Plotz Guido, Piiper Albrecht, Wormek Marc, Zeuzem Stefan, Raedle Jochen
University of the Saarland, Klinik für Innere Medizin II, Homburg/Saar, Germany.
Biochem Biophys Res Commun. 2006 Feb 17;340(3):852-9. doi: 10.1016/j.bbrc.2005.12.096. Epub 2005 Dec 27.
Human DNA mismatch repair is initiated by MutSalpha which ATP-dependently recruits MutLalpha. Analysis of this complex is difficult due to its transient and dynamic nature. We have optimized conditions for investigation of MutLalpha.MutSalpha complexes using a DNA pulldown assay. Non-specific DNA end-binding, which frequently interfered with analysis of the interaction, did not occur under the applied conditions. MutSalpha had significantly higher affinity to DNA mispairs, but its interaction with MutLalpha did not require a mismatch. Complex formation was best supported by low magnesium concentration and low temperature at physiological pH and salt concentration. Complex formation was delayed by the slowly hydrolyzable ATP analog ATPgammaS, undetectable with the non-hydrolyzable analog AMP-PNP, and occurred weakly with a combination of AMP-PNP and ADP, confirming that hydrolysis was required. The described conditions likely capture an intermediate of the repair reaction which has bound ATP and ADP in the two nucleotide-binding sites of MutSalpha.

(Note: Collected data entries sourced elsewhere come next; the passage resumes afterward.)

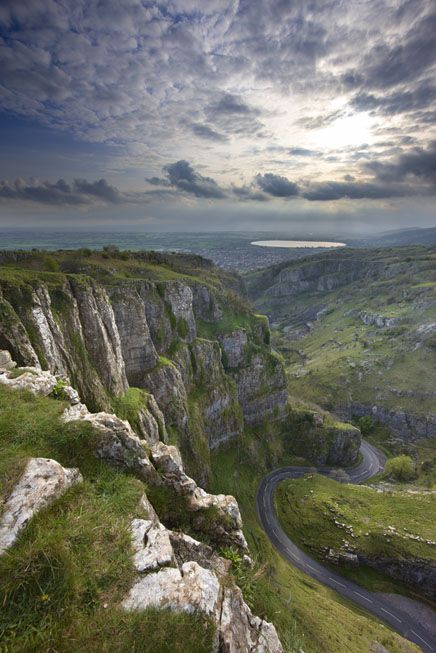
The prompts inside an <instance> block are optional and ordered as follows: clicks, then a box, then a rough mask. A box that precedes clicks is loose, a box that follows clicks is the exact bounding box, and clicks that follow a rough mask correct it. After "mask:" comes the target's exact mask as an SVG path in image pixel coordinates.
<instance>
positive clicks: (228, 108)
mask: <svg viewBox="0 0 436 653" xmlns="http://www.w3.org/2000/svg"><path fill="white" fill-rule="evenodd" d="M204 112H205V115H206V117H207V119H208V121H209V122H210V123H211V124H213V125H215V126H216V127H217V128H218V129H220V130H221V131H222V132H224V133H225V134H237V135H242V136H257V137H263V136H265V135H266V134H265V127H264V125H263V123H262V122H261V121H260V120H259V116H260V115H261V112H260V111H259V109H257V108H255V107H252V106H250V105H249V104H247V103H246V102H245V101H244V100H243V99H242V98H241V97H239V96H237V95H233V94H231V93H224V94H223V95H221V97H219V98H218V99H216V100H214V101H213V102H210V103H209V104H208V105H207V106H206V107H205V109H204Z"/></svg>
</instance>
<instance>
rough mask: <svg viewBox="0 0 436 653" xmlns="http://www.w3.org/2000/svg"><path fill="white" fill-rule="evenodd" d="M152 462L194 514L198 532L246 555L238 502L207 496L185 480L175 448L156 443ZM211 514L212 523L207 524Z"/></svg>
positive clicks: (201, 489) (216, 495)
mask: <svg viewBox="0 0 436 653" xmlns="http://www.w3.org/2000/svg"><path fill="white" fill-rule="evenodd" d="M150 456H151V460H152V461H153V464H154V466H155V468H156V469H157V470H158V471H159V472H160V473H161V474H162V477H163V479H164V482H165V483H167V484H169V485H171V486H172V487H173V488H174V490H175V491H176V492H177V493H178V494H179V495H183V496H185V497H186V500H187V508H188V509H189V510H190V511H191V512H193V513H194V520H193V524H194V526H195V528H196V529H197V530H198V531H200V532H205V533H207V534H211V535H212V536H213V539H214V540H215V541H216V542H219V543H220V544H223V545H227V546H229V545H230V546H235V547H237V548H238V549H240V550H241V551H247V550H248V546H247V542H246V540H245V537H244V534H243V532H242V519H241V514H240V512H239V507H238V504H237V501H236V499H235V498H234V497H232V496H230V495H224V494H209V493H208V492H206V491H205V490H203V489H202V488H201V487H198V485H197V483H196V482H195V481H194V480H193V479H192V478H190V477H189V476H187V474H186V473H185V471H184V469H183V463H182V458H181V455H180V452H179V450H178V449H177V447H174V446H168V445H165V444H163V443H162V442H159V443H158V444H157V445H155V446H153V447H152V448H151V452H150ZM210 512H212V514H213V516H214V519H213V521H212V523H210V519H209V517H210Z"/></svg>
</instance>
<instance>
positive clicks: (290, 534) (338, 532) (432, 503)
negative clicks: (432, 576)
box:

人类DNA错配修复由MutSα启动,MutSα以ATP依赖的方式招募MutLα。由于该复合物具有瞬时性和动态性,对其进行分析较为困难。我们利用DNA下拉实验优化了研究MutLα-MutSα复合物的条件。在所应用的条件下,经常干扰相互作用分析的非特异性DNA末端结合并未发生。MutSα对DNA错配具有显著更高的亲和力,但其与MutLα的相互作用并不需要错配。在生理pH值和盐浓度下,低镁浓度和低温最有利于复合物的形成。复合物的形成被缓慢水解的ATP类似物ATPγS延迟,用不可水解的类似物AMP-PNP无法检测到,而在AMP-PNP和ADP的组合下形成较弱,这证实了水解是必需的。所描述的条件可能捕获了修复反应的一个中间体,该中间体在MutSα的两个核苷酸结合位点中结合了ATP和ADP。